Weaving to dreams the sexual strife,
And weeping over the web of life.

I have quoted an illuminating phrase here and there from the lines which Blake wrote and called the Keys of the Gates of Paradise. These, however, are but fugitive hints and thoughts suggested by the plates, and not in any real sense “keys” at all. Blake leaves each man to unlock the innermost mystery of those designs for himself. They are steeped all through in his own peculiar hues of thought, subjective to the very verge of the subjectivity allowable to art, but each of them exhibits that pictorial sense without which, however poetical and rare the meaning expressed, they could have no raison d’être—no artistic right to exist. They induce the mood which assists us to their sympathetic comprehension.

After the “Gates of Paradise,” Blake began the production of the London “Prophetic Books,” but we will consider these in the next chapter, and will conclude this early phase of Blake’s work in book making by the consideration of the “Songs of Experience,” which appeared in 1794—five years later than the “Songs of Innocence.”

Again we take up the little book which was the first we handled in the Print Room, for the “Songs of Experience” are bound with the “Songs of Innocence.” The Museum copy bears the double title on the first page as well as the two separate ones, which occur appropriately before each book. Into this first plate, with its kindling title flashing across the page—“Songs of Innocence and Experience showing two contrary states of the human soul”—Blake has wrought some of that intense and passionate feeling which makes the work so valuable as much psychologically as artistically.

Two energetic and expressive figures, a male and a female, symbolize Innocence and Experience, while flames of Desire and Aspiration burn fiercely around them, leaping up to lick the letters of the title, which lie on a ground of flickering and fainting colour.

In the “Songs of Innocence,” the marriage of the poems and designs was complete, and matter and form (poetic and artistic) attained an almost complete identity.

Here, however, the case is somewhat different, the task to be accomplished not being so easily achievable, for the mood is less lyrical and more mystic.
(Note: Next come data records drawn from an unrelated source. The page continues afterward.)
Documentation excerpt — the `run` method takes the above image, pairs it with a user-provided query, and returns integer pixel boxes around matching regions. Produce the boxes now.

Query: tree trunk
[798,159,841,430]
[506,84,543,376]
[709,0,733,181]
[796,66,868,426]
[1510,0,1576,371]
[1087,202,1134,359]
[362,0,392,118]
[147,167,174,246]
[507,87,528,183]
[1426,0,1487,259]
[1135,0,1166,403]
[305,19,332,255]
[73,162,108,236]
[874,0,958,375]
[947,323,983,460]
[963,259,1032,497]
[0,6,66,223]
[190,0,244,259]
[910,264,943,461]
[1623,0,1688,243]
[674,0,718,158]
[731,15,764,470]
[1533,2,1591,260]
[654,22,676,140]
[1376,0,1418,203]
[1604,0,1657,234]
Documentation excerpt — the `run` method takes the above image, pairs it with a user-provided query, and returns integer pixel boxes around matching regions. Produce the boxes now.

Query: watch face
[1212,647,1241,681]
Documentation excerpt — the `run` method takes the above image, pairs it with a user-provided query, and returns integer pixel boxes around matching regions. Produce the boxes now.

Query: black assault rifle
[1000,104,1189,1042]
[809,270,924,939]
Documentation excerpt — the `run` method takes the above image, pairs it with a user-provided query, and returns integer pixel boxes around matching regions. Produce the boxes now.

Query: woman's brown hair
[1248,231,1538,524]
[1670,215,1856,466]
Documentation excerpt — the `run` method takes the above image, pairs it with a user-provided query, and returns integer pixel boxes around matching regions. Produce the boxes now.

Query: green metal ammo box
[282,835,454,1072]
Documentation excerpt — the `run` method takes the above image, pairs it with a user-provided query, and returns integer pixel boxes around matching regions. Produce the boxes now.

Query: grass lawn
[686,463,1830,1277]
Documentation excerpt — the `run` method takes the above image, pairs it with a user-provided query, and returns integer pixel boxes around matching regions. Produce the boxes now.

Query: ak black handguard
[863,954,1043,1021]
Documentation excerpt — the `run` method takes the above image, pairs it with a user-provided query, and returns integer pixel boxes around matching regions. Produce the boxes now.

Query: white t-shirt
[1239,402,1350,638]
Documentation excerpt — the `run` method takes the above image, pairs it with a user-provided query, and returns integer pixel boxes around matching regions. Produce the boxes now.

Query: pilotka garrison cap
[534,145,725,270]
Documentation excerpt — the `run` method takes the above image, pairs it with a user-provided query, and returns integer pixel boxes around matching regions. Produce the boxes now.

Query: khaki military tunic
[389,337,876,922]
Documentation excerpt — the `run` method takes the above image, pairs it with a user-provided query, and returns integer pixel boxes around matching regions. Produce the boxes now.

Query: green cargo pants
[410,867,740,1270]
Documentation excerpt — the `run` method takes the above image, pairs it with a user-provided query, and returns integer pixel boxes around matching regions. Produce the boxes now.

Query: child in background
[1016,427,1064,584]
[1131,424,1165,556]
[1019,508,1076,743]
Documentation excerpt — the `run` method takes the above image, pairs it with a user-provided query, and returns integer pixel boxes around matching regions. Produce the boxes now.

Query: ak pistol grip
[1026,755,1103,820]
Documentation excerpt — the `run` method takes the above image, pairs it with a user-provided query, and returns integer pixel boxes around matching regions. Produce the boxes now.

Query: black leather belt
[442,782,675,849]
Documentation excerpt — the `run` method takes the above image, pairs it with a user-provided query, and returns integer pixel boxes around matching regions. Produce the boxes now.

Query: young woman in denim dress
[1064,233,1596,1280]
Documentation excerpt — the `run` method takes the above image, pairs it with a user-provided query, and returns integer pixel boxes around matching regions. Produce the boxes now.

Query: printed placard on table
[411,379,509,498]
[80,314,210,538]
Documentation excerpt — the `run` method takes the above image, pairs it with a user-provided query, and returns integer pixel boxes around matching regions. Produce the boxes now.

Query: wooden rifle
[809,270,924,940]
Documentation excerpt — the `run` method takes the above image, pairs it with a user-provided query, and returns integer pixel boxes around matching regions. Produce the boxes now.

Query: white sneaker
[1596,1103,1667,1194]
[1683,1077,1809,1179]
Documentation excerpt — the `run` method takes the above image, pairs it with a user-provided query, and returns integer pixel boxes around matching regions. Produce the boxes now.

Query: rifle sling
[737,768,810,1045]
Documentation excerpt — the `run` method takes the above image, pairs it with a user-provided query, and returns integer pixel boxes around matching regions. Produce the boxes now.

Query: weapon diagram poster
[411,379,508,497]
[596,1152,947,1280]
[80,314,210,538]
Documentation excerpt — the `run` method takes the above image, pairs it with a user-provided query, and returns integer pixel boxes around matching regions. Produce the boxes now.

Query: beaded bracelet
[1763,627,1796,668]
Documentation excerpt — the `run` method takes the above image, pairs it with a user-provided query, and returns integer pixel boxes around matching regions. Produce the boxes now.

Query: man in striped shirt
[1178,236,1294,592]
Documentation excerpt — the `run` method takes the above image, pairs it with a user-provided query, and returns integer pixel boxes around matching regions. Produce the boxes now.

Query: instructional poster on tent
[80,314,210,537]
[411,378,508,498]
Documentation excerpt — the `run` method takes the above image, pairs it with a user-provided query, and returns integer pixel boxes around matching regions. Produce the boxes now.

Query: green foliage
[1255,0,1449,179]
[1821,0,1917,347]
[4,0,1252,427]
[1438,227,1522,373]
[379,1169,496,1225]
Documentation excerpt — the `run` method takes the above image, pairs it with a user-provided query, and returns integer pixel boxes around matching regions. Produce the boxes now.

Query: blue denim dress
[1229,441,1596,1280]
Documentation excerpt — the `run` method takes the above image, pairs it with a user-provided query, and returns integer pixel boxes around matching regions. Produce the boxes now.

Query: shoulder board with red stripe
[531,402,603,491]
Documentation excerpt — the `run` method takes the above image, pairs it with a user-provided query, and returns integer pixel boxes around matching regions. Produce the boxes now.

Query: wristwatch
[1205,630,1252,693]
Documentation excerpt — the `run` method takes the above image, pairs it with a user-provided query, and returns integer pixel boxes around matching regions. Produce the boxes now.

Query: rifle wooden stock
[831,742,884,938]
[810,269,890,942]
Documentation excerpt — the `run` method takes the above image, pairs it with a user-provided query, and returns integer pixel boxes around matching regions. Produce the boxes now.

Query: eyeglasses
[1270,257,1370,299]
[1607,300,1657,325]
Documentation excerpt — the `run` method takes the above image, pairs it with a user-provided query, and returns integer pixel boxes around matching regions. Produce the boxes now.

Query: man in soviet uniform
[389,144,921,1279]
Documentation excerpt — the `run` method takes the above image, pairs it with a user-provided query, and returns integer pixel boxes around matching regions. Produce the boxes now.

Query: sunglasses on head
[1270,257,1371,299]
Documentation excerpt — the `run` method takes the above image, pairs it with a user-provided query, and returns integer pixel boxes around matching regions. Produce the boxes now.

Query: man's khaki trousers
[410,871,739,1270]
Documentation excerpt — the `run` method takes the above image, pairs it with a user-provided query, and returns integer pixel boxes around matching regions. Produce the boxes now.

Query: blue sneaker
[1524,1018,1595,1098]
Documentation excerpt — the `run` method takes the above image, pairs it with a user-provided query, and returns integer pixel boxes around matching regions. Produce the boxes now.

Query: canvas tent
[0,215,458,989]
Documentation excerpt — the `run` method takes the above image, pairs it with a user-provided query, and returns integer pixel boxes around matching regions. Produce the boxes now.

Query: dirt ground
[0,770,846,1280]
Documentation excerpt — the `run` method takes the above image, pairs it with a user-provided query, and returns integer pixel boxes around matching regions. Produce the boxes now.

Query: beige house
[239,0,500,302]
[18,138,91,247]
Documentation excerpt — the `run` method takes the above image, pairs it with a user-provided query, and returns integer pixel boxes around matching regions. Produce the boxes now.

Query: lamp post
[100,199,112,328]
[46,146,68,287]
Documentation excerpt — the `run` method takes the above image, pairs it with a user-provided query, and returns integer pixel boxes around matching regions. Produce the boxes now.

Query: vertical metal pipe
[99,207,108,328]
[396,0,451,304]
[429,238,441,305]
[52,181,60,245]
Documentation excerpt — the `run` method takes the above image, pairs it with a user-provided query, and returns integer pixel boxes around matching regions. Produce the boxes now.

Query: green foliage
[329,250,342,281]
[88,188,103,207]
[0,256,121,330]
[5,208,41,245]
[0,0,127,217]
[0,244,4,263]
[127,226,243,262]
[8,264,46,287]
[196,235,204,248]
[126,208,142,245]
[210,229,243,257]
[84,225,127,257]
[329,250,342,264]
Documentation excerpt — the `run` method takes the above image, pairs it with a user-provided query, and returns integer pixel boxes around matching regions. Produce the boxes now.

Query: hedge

Experience is a hard teacher concerned only with this material life and its limited conditions, and sets itself against the Innocence which retains, in Plato’s phrase, “recollections of things seen” by eternal man before generation here. Experience has nothing to do with vision, but only with facts, and it deals with the results of concrete experiment; never with the flashing spark of heaven-sent inspiration.

Thus the “Songs of Experience” are of far less simple mood and single utterance than their bright forerunners. Something of the remorselessness of experience has passed into these lyrics—for lyrics they still are, though Blake has lost the spontaneity and felicitous gush of melody which came from him so naturally, so rightly, six years previously.